🤖 AI Summary
To address scale variation, depth ambiguity, and perspective distortion—leading to spatial inconsistency and reprojection inaccuracies in reconstructing hundreds of 3D human poses and shapes from a single large-scale scene image—this paper proposes the Human-scene Virtual Interaction Point (HVIP) paradigm. HVIP establishes upright 3D/2D canonical spaces with corresponding normalization mechanisms, enabling test-time optimization-free reconstruction that generalizes across diverse fields of view (FoV). The method integrates iterative ground-aware cropping, HVIP-driven 2D localization, multi-scale feature fusion, and an end-to-end differentiable reconstruction network. Evaluated on our newly introduced LargeCrowd and SynCrowd benchmarks, the approach significantly outperforms state-of-the-art methods. It is the first to achieve crowd-level 3D human reconstruction with global geometric consistency, precise reprojection accuracy, and robust cross-FoV stability.
📝 Abstract
This paper focuses on spatially consistent hundreds of human pose and shape reconstruction from a single large-scene image with various human scales under arbitrary camera FoVs (Fields of View).

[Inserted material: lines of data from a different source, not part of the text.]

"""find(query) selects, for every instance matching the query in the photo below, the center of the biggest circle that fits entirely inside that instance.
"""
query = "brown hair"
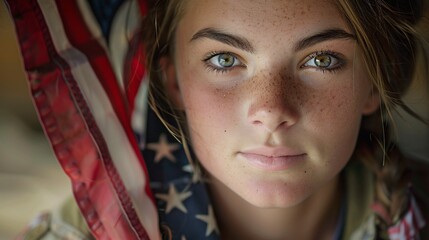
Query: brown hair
(389, 41)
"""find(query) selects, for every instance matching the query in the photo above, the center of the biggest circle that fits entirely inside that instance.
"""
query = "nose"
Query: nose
(273, 104)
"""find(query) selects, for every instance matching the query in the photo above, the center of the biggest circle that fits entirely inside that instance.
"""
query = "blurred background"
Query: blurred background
(31, 180)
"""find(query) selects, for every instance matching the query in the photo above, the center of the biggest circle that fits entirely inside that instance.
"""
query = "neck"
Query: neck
(314, 218)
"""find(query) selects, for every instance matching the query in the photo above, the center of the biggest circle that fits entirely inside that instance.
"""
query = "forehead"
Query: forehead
(291, 17)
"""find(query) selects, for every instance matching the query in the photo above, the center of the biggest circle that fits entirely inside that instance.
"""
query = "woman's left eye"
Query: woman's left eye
(222, 61)
(323, 61)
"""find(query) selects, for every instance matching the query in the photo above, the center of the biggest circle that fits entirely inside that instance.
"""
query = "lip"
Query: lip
(273, 159)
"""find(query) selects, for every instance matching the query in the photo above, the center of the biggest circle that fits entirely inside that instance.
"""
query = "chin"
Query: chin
(277, 195)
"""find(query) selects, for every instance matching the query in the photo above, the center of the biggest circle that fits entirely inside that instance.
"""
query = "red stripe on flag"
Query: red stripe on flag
(81, 38)
(50, 82)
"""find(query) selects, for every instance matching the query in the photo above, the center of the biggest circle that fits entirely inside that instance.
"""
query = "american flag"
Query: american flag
(130, 178)
(105, 143)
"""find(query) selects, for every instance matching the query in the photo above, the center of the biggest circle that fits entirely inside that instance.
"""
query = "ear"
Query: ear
(170, 82)
(372, 103)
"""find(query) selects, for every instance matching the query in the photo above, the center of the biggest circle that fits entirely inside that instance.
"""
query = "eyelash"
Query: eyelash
(211, 67)
(339, 65)
(337, 56)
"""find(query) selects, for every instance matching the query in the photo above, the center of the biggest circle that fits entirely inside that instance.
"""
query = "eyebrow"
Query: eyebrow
(227, 38)
(244, 44)
(329, 34)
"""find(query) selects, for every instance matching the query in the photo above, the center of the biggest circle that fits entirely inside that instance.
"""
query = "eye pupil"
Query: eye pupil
(226, 60)
(322, 61)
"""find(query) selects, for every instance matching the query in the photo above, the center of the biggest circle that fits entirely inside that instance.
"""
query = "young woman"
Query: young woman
(283, 110)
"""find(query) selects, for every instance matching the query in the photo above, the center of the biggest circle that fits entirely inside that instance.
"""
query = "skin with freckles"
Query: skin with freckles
(254, 78)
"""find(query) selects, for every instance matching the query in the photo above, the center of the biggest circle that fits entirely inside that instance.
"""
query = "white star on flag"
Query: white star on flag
(163, 149)
(174, 199)
(195, 175)
(210, 220)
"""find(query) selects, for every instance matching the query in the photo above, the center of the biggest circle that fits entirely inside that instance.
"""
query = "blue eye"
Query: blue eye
(323, 61)
(223, 61)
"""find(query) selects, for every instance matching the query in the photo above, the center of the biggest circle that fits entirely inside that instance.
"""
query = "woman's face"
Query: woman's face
(273, 91)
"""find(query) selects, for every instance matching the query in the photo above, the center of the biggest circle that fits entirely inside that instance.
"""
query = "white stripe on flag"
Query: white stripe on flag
(121, 151)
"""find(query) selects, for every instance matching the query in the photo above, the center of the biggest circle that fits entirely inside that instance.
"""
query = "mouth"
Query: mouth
(272, 159)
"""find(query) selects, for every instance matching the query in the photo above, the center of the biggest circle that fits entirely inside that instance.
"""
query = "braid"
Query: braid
(383, 158)
(387, 37)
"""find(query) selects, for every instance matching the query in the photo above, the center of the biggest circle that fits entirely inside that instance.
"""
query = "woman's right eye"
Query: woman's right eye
(222, 61)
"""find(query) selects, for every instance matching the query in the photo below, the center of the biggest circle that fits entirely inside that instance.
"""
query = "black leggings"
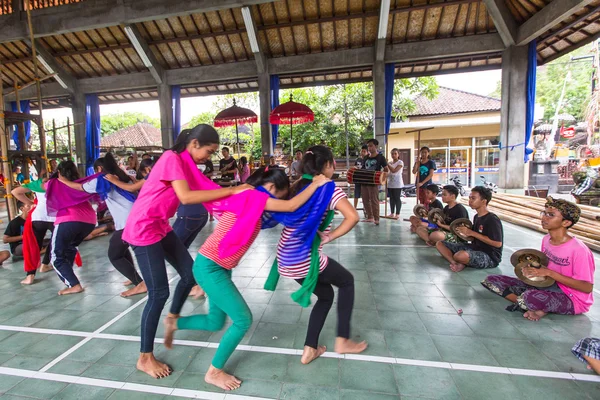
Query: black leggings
(39, 231)
(395, 201)
(333, 275)
(120, 258)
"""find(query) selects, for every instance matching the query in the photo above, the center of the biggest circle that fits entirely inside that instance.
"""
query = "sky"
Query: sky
(482, 83)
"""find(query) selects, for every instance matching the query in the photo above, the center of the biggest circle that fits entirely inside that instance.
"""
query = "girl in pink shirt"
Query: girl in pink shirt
(152, 239)
(571, 265)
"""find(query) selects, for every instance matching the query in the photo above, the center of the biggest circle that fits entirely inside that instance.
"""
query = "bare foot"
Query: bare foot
(221, 379)
(347, 346)
(170, 328)
(457, 267)
(197, 292)
(46, 268)
(139, 289)
(72, 290)
(534, 315)
(311, 354)
(150, 365)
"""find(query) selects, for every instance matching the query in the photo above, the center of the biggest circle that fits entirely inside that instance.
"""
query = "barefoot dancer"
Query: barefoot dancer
(119, 203)
(318, 273)
(212, 268)
(486, 249)
(75, 219)
(171, 183)
(571, 265)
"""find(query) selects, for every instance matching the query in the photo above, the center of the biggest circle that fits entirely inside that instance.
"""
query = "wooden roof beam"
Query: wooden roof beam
(384, 17)
(503, 20)
(143, 50)
(100, 14)
(548, 18)
(64, 79)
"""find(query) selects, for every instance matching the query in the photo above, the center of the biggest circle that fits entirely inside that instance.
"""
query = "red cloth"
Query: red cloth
(31, 250)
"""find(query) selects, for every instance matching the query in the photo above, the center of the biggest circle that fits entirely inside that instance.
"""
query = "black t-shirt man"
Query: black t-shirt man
(15, 228)
(490, 226)
(231, 165)
(424, 169)
(456, 212)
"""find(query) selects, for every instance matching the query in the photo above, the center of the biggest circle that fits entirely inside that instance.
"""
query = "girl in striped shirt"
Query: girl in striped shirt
(292, 264)
(212, 271)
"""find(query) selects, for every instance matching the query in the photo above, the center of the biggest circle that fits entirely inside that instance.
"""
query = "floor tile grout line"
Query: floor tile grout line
(120, 385)
(94, 334)
(352, 357)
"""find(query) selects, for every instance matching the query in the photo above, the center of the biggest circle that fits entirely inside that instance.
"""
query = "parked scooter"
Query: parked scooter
(489, 185)
(456, 182)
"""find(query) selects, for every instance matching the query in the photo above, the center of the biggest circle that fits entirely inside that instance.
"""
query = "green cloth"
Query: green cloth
(224, 300)
(302, 295)
(36, 186)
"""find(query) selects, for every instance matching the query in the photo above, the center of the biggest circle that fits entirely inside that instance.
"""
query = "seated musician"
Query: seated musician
(431, 193)
(485, 251)
(452, 211)
(571, 265)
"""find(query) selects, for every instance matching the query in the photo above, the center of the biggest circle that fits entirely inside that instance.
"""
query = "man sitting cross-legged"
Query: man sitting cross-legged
(452, 211)
(485, 251)
(431, 193)
(571, 265)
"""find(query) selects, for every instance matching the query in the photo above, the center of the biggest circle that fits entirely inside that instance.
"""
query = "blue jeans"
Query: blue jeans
(187, 228)
(151, 260)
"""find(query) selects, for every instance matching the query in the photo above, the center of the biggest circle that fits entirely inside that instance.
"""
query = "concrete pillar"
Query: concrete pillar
(379, 102)
(165, 101)
(79, 121)
(264, 95)
(512, 125)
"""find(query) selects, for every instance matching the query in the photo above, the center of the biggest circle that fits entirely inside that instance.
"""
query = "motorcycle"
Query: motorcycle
(456, 182)
(489, 185)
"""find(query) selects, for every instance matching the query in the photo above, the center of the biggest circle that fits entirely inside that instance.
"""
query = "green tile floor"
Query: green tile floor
(406, 307)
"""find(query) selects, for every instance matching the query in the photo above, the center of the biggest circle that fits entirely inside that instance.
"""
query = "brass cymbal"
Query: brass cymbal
(461, 222)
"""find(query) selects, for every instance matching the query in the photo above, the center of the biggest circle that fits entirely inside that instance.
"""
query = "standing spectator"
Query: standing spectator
(227, 165)
(424, 168)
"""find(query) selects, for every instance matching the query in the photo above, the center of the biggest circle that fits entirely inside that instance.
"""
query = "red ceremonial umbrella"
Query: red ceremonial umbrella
(235, 115)
(291, 113)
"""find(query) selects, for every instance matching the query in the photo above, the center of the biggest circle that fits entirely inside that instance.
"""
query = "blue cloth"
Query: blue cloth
(304, 221)
(92, 132)
(103, 188)
(25, 108)
(176, 96)
(274, 103)
(530, 108)
(389, 96)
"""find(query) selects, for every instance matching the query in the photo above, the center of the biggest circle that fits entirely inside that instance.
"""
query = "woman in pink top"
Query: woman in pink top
(71, 227)
(152, 239)
(571, 265)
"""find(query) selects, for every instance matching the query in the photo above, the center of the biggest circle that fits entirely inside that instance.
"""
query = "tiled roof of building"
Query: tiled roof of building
(139, 135)
(452, 101)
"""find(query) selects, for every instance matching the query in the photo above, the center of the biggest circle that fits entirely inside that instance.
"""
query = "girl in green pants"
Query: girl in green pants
(213, 273)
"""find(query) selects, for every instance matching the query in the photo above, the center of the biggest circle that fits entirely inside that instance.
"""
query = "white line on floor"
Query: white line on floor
(355, 357)
(95, 333)
(134, 387)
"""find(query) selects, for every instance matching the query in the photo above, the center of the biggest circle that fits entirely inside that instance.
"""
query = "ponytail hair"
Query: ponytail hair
(110, 166)
(205, 134)
(313, 163)
(265, 175)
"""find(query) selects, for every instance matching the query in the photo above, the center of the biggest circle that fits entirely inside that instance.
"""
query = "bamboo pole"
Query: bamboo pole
(6, 170)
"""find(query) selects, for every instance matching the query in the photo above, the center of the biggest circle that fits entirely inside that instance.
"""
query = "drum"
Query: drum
(365, 177)
(435, 216)
(420, 211)
(531, 258)
(461, 222)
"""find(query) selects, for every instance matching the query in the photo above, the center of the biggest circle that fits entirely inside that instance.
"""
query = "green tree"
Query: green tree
(111, 123)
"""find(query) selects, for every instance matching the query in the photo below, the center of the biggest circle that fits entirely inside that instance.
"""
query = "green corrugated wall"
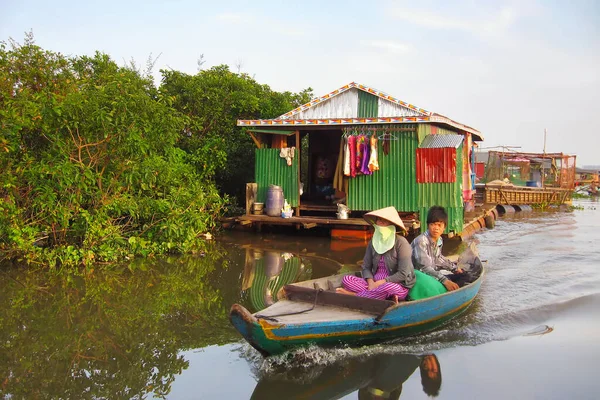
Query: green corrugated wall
(425, 129)
(447, 195)
(368, 105)
(395, 182)
(270, 169)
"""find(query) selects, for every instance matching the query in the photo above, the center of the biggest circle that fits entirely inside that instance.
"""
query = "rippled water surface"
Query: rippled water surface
(162, 331)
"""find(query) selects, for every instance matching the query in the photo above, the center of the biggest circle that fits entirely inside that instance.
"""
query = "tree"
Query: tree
(92, 167)
(213, 100)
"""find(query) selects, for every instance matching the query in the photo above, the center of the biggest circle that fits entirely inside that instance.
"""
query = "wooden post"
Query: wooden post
(298, 157)
(251, 189)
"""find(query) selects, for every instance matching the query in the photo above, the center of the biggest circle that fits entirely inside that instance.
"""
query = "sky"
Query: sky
(509, 68)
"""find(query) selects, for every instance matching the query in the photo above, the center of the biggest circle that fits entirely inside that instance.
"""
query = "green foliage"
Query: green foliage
(213, 100)
(92, 168)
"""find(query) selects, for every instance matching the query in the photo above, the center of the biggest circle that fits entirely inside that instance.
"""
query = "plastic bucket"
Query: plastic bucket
(275, 201)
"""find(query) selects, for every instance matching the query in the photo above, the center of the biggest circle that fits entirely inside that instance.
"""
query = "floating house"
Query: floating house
(527, 178)
(423, 158)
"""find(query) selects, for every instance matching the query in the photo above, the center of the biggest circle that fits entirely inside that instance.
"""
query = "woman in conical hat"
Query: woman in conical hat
(387, 270)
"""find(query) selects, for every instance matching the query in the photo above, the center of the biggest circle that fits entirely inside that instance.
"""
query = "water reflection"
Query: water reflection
(378, 376)
(267, 271)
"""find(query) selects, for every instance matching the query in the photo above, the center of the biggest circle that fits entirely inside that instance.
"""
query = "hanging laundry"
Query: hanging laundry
(288, 154)
(360, 141)
(338, 176)
(346, 158)
(373, 161)
(364, 167)
(386, 143)
(352, 146)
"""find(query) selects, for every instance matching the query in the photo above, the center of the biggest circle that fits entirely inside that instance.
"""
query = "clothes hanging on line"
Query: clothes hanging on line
(373, 161)
(288, 154)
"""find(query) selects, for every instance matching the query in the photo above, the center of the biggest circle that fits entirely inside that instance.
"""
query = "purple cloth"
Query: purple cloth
(364, 167)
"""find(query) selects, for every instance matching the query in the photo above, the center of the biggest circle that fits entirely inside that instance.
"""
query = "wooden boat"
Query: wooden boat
(311, 312)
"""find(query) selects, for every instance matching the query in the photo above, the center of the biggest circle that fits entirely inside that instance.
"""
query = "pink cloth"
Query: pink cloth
(352, 146)
(388, 289)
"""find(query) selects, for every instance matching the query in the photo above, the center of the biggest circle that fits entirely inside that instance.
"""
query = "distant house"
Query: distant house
(585, 176)
(424, 158)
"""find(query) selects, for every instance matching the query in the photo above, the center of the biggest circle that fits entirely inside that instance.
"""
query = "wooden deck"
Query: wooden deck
(523, 195)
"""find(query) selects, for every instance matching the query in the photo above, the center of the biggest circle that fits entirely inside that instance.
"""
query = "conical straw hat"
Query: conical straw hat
(389, 214)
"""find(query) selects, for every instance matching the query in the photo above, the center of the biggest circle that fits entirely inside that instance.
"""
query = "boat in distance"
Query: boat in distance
(311, 312)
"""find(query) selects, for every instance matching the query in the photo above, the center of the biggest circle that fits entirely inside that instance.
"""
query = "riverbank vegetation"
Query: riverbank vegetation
(98, 165)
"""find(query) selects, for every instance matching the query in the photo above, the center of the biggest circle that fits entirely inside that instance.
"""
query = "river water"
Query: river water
(159, 328)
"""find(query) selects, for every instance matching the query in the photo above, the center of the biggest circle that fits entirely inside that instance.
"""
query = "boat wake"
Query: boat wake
(473, 329)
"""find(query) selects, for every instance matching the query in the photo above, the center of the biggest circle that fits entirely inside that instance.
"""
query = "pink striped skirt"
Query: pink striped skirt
(361, 288)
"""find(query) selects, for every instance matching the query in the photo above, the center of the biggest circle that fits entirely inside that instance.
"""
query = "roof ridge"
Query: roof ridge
(364, 88)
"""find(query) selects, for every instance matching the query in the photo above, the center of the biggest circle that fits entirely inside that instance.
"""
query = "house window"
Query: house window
(436, 165)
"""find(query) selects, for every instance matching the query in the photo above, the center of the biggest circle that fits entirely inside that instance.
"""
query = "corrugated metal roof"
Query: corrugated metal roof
(340, 107)
(441, 141)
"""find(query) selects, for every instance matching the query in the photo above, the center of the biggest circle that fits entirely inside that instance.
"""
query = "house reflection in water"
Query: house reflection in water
(267, 271)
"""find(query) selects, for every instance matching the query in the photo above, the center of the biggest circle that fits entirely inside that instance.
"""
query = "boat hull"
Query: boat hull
(405, 319)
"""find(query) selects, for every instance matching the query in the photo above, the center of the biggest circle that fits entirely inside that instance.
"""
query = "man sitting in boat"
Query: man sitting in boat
(387, 270)
(427, 249)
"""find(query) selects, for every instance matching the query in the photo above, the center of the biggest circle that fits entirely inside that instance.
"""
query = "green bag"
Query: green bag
(426, 286)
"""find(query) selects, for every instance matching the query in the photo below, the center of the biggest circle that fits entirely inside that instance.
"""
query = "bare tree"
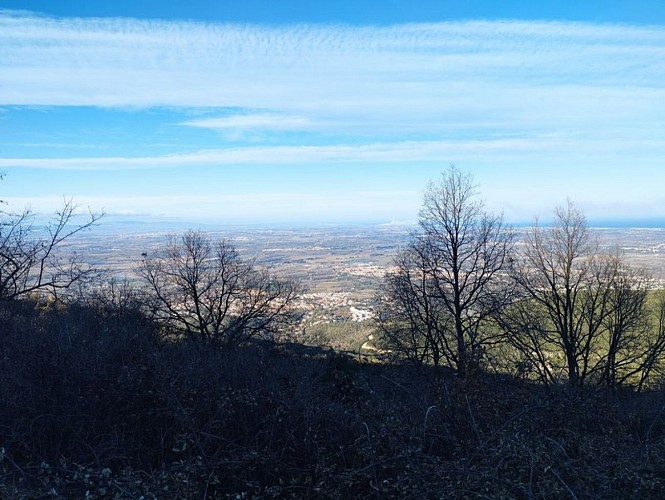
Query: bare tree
(205, 290)
(584, 315)
(451, 279)
(31, 259)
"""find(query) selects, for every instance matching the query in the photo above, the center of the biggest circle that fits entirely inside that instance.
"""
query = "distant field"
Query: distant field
(341, 266)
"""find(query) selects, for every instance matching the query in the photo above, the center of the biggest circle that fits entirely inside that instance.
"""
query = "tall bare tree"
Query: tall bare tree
(205, 290)
(451, 279)
(32, 259)
(584, 313)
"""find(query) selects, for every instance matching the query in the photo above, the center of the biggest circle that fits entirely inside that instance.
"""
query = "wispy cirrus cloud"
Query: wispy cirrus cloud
(538, 110)
(407, 77)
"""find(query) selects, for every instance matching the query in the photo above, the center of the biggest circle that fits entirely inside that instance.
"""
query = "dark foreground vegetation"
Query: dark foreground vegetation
(531, 372)
(95, 404)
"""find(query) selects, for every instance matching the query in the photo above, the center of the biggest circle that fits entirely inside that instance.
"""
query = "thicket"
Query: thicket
(95, 404)
(182, 389)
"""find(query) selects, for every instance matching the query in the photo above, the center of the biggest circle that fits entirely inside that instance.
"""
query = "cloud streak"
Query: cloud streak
(415, 77)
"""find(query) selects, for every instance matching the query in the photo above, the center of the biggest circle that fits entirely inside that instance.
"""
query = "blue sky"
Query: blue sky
(308, 111)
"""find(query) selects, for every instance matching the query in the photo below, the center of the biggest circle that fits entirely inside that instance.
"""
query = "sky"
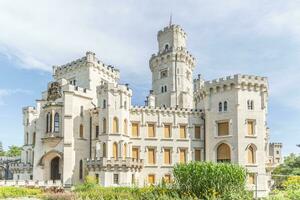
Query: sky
(226, 37)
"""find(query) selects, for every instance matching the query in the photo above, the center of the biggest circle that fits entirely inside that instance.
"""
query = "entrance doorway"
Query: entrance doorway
(54, 174)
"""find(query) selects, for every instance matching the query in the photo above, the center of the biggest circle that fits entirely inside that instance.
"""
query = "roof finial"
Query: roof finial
(170, 22)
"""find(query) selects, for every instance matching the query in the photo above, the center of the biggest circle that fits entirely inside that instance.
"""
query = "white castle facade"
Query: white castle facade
(85, 124)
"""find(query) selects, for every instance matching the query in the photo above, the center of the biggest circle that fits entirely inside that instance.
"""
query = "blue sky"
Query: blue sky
(226, 37)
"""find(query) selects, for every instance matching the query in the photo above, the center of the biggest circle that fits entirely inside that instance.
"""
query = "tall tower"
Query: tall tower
(172, 69)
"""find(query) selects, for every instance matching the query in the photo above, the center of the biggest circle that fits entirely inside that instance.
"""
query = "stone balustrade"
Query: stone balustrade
(111, 162)
(31, 183)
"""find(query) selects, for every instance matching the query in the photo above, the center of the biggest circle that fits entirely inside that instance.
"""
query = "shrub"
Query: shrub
(208, 180)
(6, 192)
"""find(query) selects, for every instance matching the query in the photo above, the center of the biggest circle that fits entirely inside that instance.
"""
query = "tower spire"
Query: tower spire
(170, 22)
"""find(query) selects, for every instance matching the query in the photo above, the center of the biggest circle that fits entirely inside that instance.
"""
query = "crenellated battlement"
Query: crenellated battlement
(165, 110)
(180, 55)
(238, 81)
(115, 88)
(88, 60)
(174, 28)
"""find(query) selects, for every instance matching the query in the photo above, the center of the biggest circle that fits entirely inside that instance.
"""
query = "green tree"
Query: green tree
(14, 151)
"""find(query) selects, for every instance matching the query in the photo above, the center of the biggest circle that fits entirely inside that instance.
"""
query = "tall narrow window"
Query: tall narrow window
(151, 130)
(251, 155)
(135, 153)
(80, 170)
(33, 138)
(225, 106)
(104, 150)
(104, 104)
(167, 131)
(81, 131)
(104, 125)
(125, 127)
(182, 154)
(197, 155)
(115, 151)
(151, 156)
(250, 126)
(125, 151)
(97, 131)
(56, 122)
(197, 132)
(223, 153)
(115, 125)
(167, 156)
(135, 130)
(151, 179)
(223, 128)
(182, 130)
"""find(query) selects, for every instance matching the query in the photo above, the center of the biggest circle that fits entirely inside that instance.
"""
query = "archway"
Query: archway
(54, 169)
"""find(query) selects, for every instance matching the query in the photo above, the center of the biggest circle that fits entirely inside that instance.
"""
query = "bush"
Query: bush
(208, 180)
(6, 192)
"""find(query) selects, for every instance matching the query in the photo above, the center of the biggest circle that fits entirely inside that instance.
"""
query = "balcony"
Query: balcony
(52, 139)
(105, 163)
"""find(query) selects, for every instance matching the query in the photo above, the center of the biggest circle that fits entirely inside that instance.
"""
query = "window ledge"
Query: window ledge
(135, 138)
(151, 166)
(251, 136)
(223, 136)
(166, 139)
(183, 139)
(150, 138)
(251, 165)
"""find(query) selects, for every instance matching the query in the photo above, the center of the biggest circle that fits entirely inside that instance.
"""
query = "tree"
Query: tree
(13, 151)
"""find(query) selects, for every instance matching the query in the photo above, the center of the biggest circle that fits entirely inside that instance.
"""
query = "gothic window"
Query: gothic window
(251, 154)
(223, 153)
(56, 122)
(164, 73)
(104, 104)
(104, 125)
(115, 151)
(80, 170)
(115, 125)
(225, 106)
(220, 106)
(81, 131)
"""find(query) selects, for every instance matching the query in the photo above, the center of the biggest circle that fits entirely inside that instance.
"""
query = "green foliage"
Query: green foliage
(14, 151)
(291, 166)
(210, 180)
(6, 192)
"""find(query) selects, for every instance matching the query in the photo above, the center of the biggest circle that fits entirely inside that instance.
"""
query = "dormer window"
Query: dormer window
(164, 73)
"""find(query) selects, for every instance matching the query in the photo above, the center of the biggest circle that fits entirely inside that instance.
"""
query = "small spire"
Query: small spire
(170, 22)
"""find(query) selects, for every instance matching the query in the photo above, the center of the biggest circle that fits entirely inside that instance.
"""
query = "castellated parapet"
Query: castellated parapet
(238, 81)
(90, 60)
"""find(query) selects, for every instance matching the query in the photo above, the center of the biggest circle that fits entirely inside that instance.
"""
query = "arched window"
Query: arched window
(125, 127)
(251, 154)
(80, 170)
(223, 153)
(225, 106)
(56, 122)
(115, 125)
(115, 151)
(81, 131)
(125, 151)
(49, 122)
(33, 138)
(220, 107)
(104, 125)
(26, 138)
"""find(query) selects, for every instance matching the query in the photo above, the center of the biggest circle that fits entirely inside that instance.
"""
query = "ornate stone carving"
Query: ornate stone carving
(54, 91)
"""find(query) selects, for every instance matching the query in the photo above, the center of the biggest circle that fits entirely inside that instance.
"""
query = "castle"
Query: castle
(85, 124)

Due to the small and highly varying 2D human scales, depth ambiguity, and perspective distortion, no existing methods can achieve globally consistent reconstruction with correct reprojection. To address these challenges, we first propose a new concept, Human-scene Virtual Interaction Point (HVIP), to convert the complex 3D human localization into 2D-pixel localization. We then extend it to RCR (Robust Crowd Reconstruction), which achieves globally consistent reconstruction and stable generalization on different camera FoVs without test-time optimization. To perceive humans in varying pixel sizes, we propose an Iterative Ground-aware Cropping to automatically crop the image and then merge the results. To eliminate the influence of the camera and cropping process during the reconstruction, we introduce a canonical Upright 3D Space and the corresponding Upright 2D Space. To link the canonical space and the camera space, we propose the Upright Normalization, which transforms the local crop input into the Upright 2D Space, and transforms the output from the Upright 3D Space into the unified camera space. Besides, we contribute two benchmark datasets, LargeCrowd and SynCrowd, for evaluating crowd reconstruction in large scenes. Experimental results demonstrate the effectiveness of the proposed method. The source code and data will be publicly available for research purposes.